International Crisis Group en est convaincu : le processus électoral hors délai constitutionnel qui se déroule depuis le 23 janvier en Centrafrique n’est pas seulement une nouvelle opportunité manquée pour la démocratisation du pays, mais c’est aussi un risque sérieux pour la paix. Pour cette ONG internationale, la crédibilité de ces élections qui ont abouti à une victoire confortable du parti au pouvoir (le KNK) et à une déroute suspecte de l’opposition, est en effet sérieusement écornée.
Dans un document intitulé « Centrafrique, les élections de l’instabilité » consultable sur son site web et signé du directeur pour l’Afrique centrale, ICG rappelle que le président Bozizé a été réélu au premier tour avec 64% des suffrages et la majorité des voix dans 14 des 16 préfectures du pays. 26 des 35 députés élus au premier tour appartiennent à son parti. Lui-même (en contradiction avec l’article 23 de la constitution) et plusieurs membres de sa famille (son épouse, son frère aîné, deux de ses enfants et son neveu, le colonel Sylvain Ndoutingai) font partie de ces 26 heureux élus. L’opposition est, à l’inverse, en déroute totale : hormis Martin Ziguélé, ses ténors sont exclus du second tour des législatives, un seul député de l’opposition est élu au premier tour et le principal concurrent du président, Ange-Félix Patassé, arrive loin derrière lui avec 21% des suffrages. Si, commente ICG, initialement les scrutins du 23 janvier ont ressemblé à un bricolage électoral, ils n’ont pas résisté à un examen détaillé par les experts électoraux étrangers.
ICG évoque « d’innombrables irrégularités qui auraient dû conduire à l’annulation pure et simple du scrutin (non-affichage des listes électorales dans les délais réglementaires, localisation des bureaux de vote dans des lieux non neutres politiquement, nombre très élevé de votes par dérogation, refus de communication des procès-verbaux, multiplicité des modèles de cartes d’électeurs, etc.), ces élections ont été caractérisées par l’usage des fonds de l’Etat pour la campagne du parti au pouvoir, par de multiples pressions de candidats du KNK, par des violations du code électoral par la commission du même nom et, in fine, par la fraude. Le coup de grâce a été la découverte que la commission électorale n’avait pas comptabilisé 1 262 bureaux de vote sur les 4 618 existants, soit environ 27% des suffrages.
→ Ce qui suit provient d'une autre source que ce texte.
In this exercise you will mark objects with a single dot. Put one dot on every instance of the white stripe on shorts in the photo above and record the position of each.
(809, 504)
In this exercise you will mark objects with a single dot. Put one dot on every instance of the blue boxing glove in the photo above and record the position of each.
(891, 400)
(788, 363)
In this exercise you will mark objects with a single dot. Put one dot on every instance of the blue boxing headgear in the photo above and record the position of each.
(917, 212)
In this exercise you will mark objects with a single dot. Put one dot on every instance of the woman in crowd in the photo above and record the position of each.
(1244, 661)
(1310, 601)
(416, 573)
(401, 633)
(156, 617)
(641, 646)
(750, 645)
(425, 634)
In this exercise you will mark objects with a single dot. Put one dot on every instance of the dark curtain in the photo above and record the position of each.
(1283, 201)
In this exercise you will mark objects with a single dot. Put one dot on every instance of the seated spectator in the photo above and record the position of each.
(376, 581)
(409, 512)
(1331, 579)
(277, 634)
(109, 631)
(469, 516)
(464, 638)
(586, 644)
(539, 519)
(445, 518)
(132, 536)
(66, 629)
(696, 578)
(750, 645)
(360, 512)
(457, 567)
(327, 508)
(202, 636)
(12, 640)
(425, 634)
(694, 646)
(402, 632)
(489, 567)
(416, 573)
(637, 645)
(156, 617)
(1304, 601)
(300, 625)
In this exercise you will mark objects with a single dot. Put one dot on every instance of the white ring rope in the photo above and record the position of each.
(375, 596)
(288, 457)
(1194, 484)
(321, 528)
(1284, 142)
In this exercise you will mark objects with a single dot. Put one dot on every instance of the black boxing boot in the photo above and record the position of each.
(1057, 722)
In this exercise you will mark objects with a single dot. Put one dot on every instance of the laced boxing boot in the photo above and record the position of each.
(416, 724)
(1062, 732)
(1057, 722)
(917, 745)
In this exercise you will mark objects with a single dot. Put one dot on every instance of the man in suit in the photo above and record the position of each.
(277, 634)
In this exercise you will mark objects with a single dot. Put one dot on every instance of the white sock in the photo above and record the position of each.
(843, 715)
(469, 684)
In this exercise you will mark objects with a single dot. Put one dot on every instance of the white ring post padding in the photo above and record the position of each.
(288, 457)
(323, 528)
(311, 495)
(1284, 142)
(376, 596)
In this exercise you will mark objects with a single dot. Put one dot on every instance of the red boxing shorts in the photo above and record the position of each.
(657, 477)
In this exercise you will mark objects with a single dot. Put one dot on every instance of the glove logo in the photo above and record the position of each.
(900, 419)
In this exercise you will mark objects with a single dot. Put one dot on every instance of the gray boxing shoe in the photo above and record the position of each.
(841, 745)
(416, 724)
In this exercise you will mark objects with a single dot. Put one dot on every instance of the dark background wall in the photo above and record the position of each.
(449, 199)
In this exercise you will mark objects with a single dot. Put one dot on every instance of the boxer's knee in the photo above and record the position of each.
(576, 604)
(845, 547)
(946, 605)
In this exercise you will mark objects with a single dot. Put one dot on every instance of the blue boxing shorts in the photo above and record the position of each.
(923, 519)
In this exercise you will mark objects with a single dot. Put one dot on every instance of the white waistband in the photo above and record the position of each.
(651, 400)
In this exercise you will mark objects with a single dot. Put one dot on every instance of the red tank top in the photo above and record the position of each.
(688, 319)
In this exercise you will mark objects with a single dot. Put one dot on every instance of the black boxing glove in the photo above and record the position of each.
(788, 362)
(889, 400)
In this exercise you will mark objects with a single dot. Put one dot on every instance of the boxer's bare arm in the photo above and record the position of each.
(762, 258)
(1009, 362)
Le principal financeur du processus électoral, l’Union européenne, s’est rendu compte que les élections étaient sujettes à caution au regard des normes internationales tandis que l’Organisation Internationale de la Francophonie notait des « insuffisances et des irrégularités ».
Non seulement le président Bozizé a su éviter le stress d’un second tour mais il est aussi parvenu à évincer de l’arène parlementaire les principaux dirigeants de l’opposition. Bien que peu dérangeante pendant les cinq ans du mandat du président Bozizé, l’opposition démocratique devrait être définitivement mise hors jeu pour le second mandat.
« Ce scénario est dangereux », lit-on encore dans ce document de ICG. L’ONG fait remarquer que « l’opposition démocratique, déjà très faible en Centrafrique, risque de le devenir davantage : en ne laissant qu’une place symbolique à l’opposition parlementaire, le pouvoir signifie aux opposants que la lutte armée est la seule méthode d’alternance. Et ce alors que le territoire centrafricain est loin d’être pacifié : le programme de démobilisation, désarmement et réinsertion des groupes armés fait du surplace et n’a donc pas permis de régler la question de l’Armée populaire pour la restauration de la démocratie qui contrôle deux zones dans le nord-ouest du pays ; de récents accrochages entre un autre mouvement rebelle, la Convention des patriotes pour la justice et la paix, et l’armée ont eu lieu dans l’est du pays après le vote du 23 janvier. La résurrection des rébellions consécutive à une monopolisation du pouvoir par le président Bozizé et son parti est suffisamment prise au sérieux pour que la France et les Nations Unies tirent la sonnette d’alarme ».
Conclusion de International Crisis Group : « après le second tour, quel que soit son résultat, le gouvernement serait bien inspiré de mener une politique d’ouverture à l’égard des principales formations d’opposition. En Centrafrique comme au Burundi et en Côte d’Ivoire, la marginalisation de l’opposition est l’antichambre des troubles postélectoraux ».